Physicians may be hesitant to initiate deprescribing when a medication is from a different prescriber. The full medication list may not be visible to every physician. For example, specialists may be in a different health system with an EHR that does not connect to the patient’s primary physician. Physicians are more likely to address side effect complaints with a new prescription rather than taking a prescription away. Also, organizational challenges and time constraints within healthcare systems limit the opportunity for thorough patient engagement.

According to Dr. Harmanleen Singh’s research and RazorMetrics, best practices for deprescribing are the following:

  1. Engage with the Patient: Gather information about the patient’s medications, their benefits, side effects, and adherence levels.
  2. Identify Inappropriate Medications: Assess each medication’s current clinical benefit and consider removing those that no longer provide a significant advantage or are potentially harmful.
  3. Shared Decision-Making: Collaborate with the patient to make informed decisions about deprescribing. This includes planning and implementing a safe medication withdrawal strategy, often involving dose tapering and continuous monitoring.
  4. Make it Easy for Physicians: The average time for a clinic to track down the full medication list for a single patient is 10 minutes. HealthTech can cut that time to less than one minute.

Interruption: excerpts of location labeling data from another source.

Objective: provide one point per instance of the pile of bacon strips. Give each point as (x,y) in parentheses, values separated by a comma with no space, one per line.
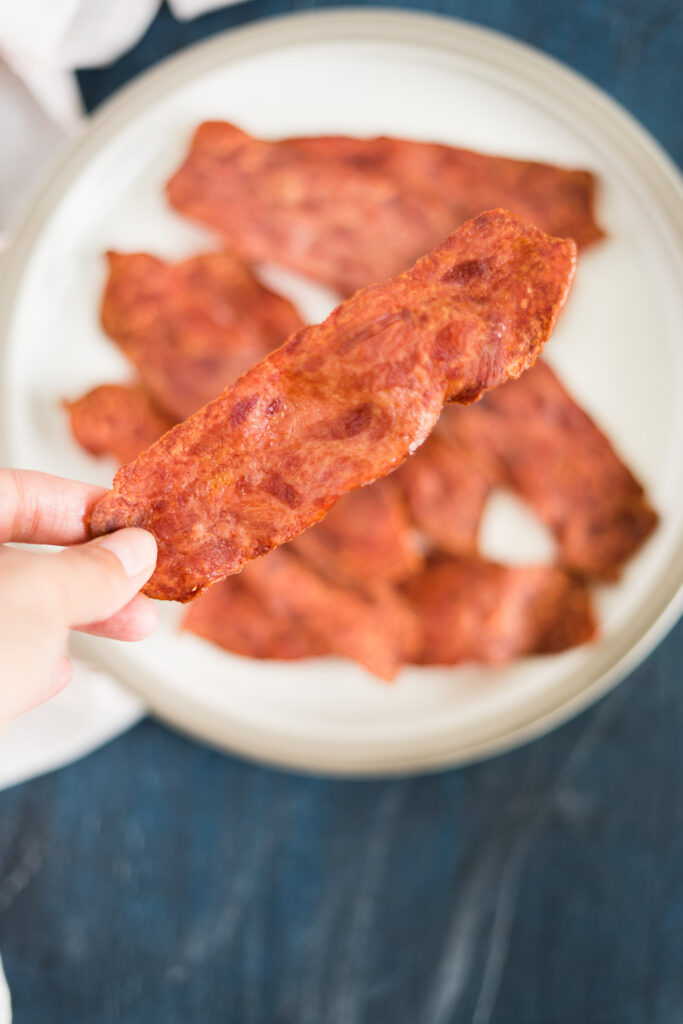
(351,450)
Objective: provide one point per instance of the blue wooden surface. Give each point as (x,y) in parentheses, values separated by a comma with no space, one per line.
(159,881)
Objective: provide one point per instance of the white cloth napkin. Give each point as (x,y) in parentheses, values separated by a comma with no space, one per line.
(41,43)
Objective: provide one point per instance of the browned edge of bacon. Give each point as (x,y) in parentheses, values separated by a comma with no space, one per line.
(350,212)
(341,403)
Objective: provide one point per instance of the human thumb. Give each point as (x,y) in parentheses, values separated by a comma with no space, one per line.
(97,579)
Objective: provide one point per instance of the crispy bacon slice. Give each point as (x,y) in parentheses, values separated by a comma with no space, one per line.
(191,328)
(350,211)
(237,617)
(474,610)
(117,420)
(365,539)
(284,608)
(341,403)
(546,448)
(445,489)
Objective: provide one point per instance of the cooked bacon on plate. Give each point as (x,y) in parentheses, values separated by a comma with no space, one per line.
(474,610)
(191,328)
(365,539)
(341,403)
(291,609)
(552,454)
(117,420)
(349,212)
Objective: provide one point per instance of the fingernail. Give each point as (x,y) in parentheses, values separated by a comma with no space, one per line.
(63,670)
(135,549)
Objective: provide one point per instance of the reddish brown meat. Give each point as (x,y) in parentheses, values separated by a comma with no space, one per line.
(445,489)
(473,610)
(193,328)
(237,617)
(555,457)
(378,630)
(341,403)
(364,540)
(116,420)
(350,212)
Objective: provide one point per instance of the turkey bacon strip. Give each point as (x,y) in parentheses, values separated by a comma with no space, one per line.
(341,403)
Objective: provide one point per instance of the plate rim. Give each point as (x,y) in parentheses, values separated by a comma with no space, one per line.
(393,26)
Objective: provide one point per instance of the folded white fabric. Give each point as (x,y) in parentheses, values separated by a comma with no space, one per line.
(41,43)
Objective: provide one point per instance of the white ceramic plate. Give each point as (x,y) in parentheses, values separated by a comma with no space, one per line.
(617,347)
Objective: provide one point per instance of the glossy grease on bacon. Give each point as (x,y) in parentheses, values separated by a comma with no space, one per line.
(475,610)
(341,403)
(349,212)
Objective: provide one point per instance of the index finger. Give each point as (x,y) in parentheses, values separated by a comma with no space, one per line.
(39,508)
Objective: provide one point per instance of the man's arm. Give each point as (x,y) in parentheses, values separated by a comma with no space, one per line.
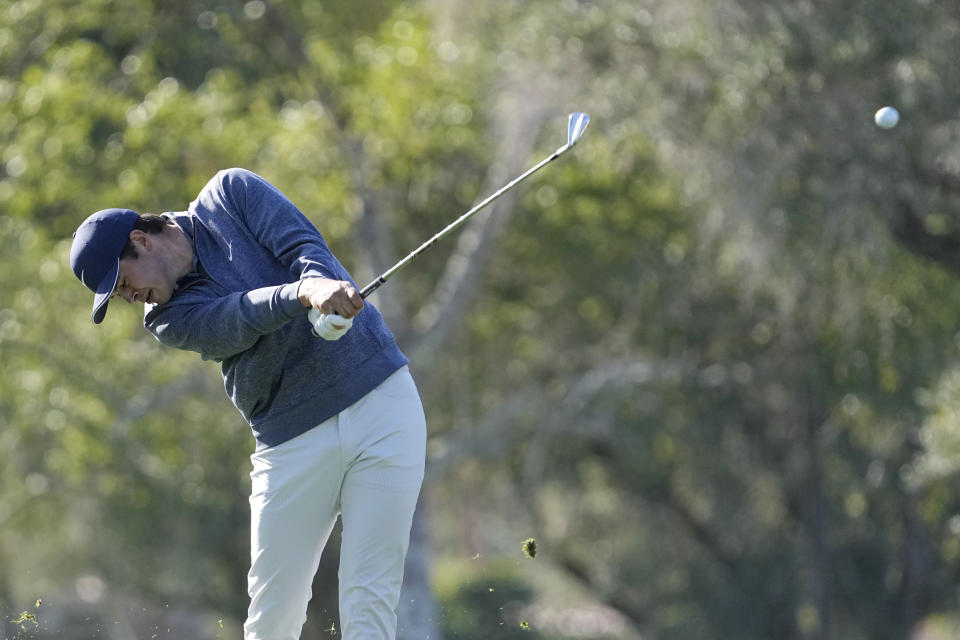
(277,224)
(220,326)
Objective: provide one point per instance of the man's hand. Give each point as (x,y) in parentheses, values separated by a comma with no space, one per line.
(330,297)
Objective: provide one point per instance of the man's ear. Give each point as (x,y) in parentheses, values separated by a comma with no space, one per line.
(140,239)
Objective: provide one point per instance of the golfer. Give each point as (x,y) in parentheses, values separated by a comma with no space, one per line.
(337,419)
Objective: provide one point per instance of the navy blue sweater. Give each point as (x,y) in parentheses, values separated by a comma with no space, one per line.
(239,307)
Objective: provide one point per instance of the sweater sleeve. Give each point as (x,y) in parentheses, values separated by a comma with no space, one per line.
(220,326)
(277,224)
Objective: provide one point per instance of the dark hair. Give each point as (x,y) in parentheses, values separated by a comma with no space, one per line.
(148,223)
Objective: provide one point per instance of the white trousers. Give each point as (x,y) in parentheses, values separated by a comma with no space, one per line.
(365,464)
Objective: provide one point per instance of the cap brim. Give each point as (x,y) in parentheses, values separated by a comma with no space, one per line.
(104,292)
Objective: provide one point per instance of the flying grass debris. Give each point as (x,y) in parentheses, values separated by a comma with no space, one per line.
(25,618)
(530,547)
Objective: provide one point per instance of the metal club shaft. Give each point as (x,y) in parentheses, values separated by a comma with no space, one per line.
(577,124)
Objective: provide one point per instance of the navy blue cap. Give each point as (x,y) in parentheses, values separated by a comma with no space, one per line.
(95,254)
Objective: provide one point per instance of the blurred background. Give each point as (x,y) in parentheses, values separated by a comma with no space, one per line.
(708,360)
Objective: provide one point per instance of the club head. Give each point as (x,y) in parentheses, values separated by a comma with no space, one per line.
(576,126)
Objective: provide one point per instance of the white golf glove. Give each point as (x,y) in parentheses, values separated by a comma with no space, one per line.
(329,327)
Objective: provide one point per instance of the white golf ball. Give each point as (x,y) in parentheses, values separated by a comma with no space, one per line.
(887,117)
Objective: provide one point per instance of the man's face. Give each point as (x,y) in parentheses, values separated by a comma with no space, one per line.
(146,278)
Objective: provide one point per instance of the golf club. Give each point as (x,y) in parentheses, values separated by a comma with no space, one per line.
(576,125)
(323,324)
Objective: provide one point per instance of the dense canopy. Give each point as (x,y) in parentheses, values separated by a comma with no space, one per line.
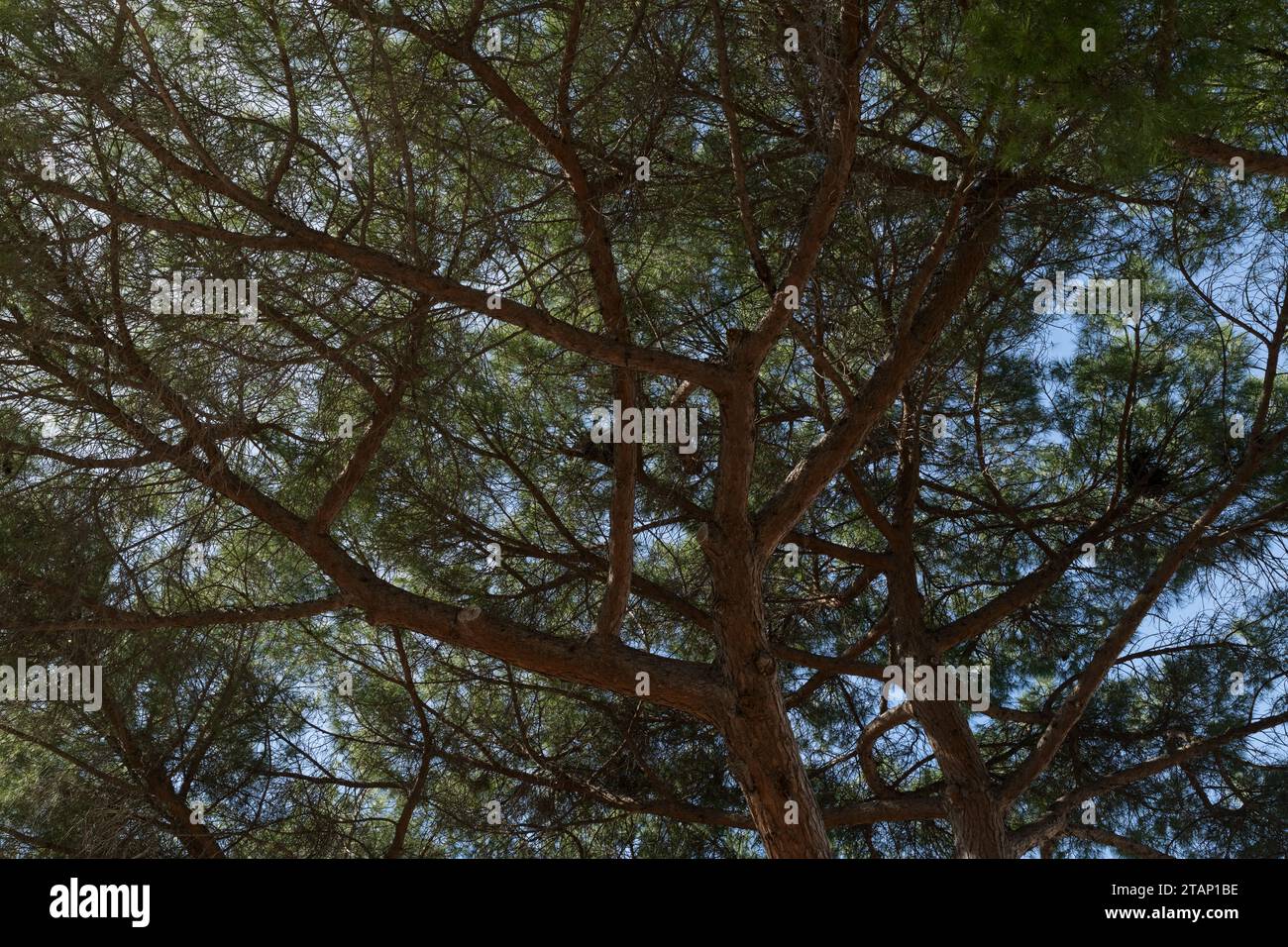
(307,315)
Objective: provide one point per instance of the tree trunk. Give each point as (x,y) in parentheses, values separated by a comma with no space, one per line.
(764,754)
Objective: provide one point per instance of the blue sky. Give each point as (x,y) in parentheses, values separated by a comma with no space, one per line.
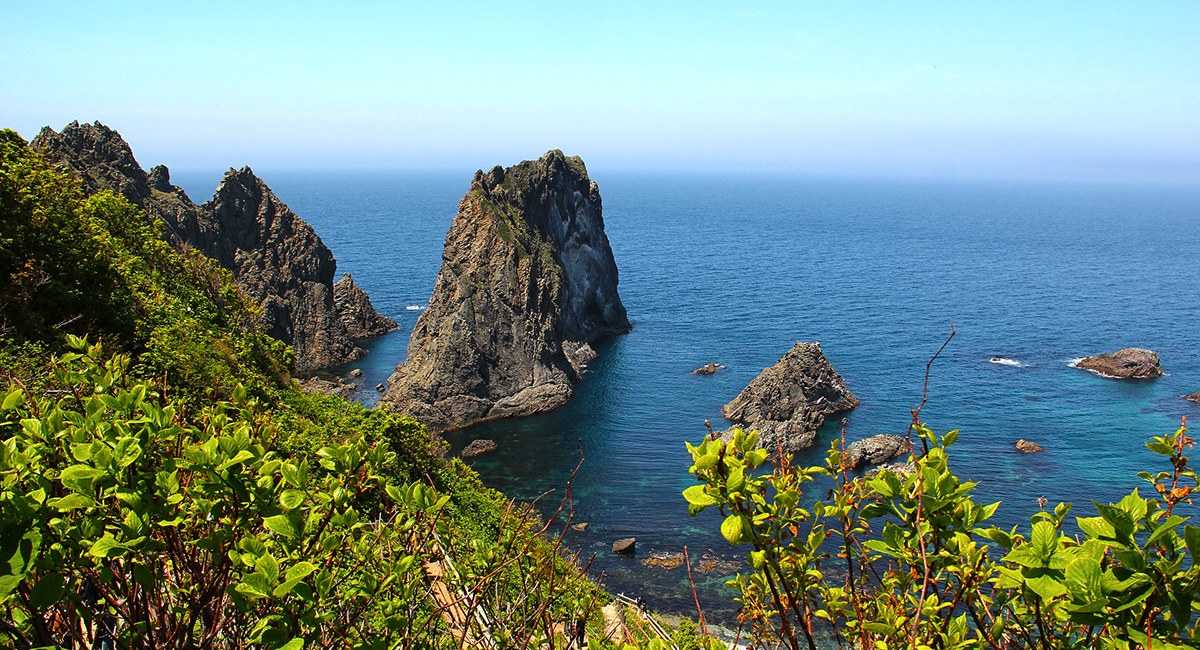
(1096,91)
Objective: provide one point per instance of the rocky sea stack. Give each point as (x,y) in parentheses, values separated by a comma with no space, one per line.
(527,283)
(277,259)
(789,402)
(1127,363)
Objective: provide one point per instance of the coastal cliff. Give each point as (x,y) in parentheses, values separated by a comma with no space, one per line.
(527,283)
(789,402)
(276,258)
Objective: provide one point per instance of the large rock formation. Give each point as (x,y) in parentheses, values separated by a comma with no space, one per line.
(1127,363)
(789,402)
(876,449)
(277,259)
(527,283)
(355,312)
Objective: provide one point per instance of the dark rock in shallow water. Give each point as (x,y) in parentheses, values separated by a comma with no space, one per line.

Balancing the benefits with the risks of new prescriptions is crucial for patient health and managing healthcare costs. Achieving best prescription practices, HealthTech can fill the gap for physicians by providing full medication lists to each patient’s prescriber, regardless of network, and prompting a discussion around polypharmacy.  Since physicians are the authorized prescribers, they must lead the process of medication review, deprescribing, and patient conversations to improve health outcomes and lower healthcare costs.

To research more on this topic, please see the following:

State of Drug Access, 2024 by RazorMetrics

Lecture by Dr. Harmanleen Singh, The harms of prescribing: Polypharmacy, Deprescribing, and conducting research at medical school. Singh’s research, particularly on statins, highlighted that patients were often more willing to consider deprescribing than doctors anticipated. Effective deprescribing requires a collaborative approach involving guidelines and frameworks from relevant healthcare authorities to support clinicians in overcoming uncertainties and facilitating patient engagement.

Seminar by Dr. Holly M. Holmes, Hope and Healing Center & Institute Seminar on Polypharmacy: What Is It, and How Do I Avoid It? The lecture covers the dangers of polypharmacy and defines medication overload, ways to address it, types of drugs to avoid, and how to have a conversation with a healthcare provider about polypharmacy risks.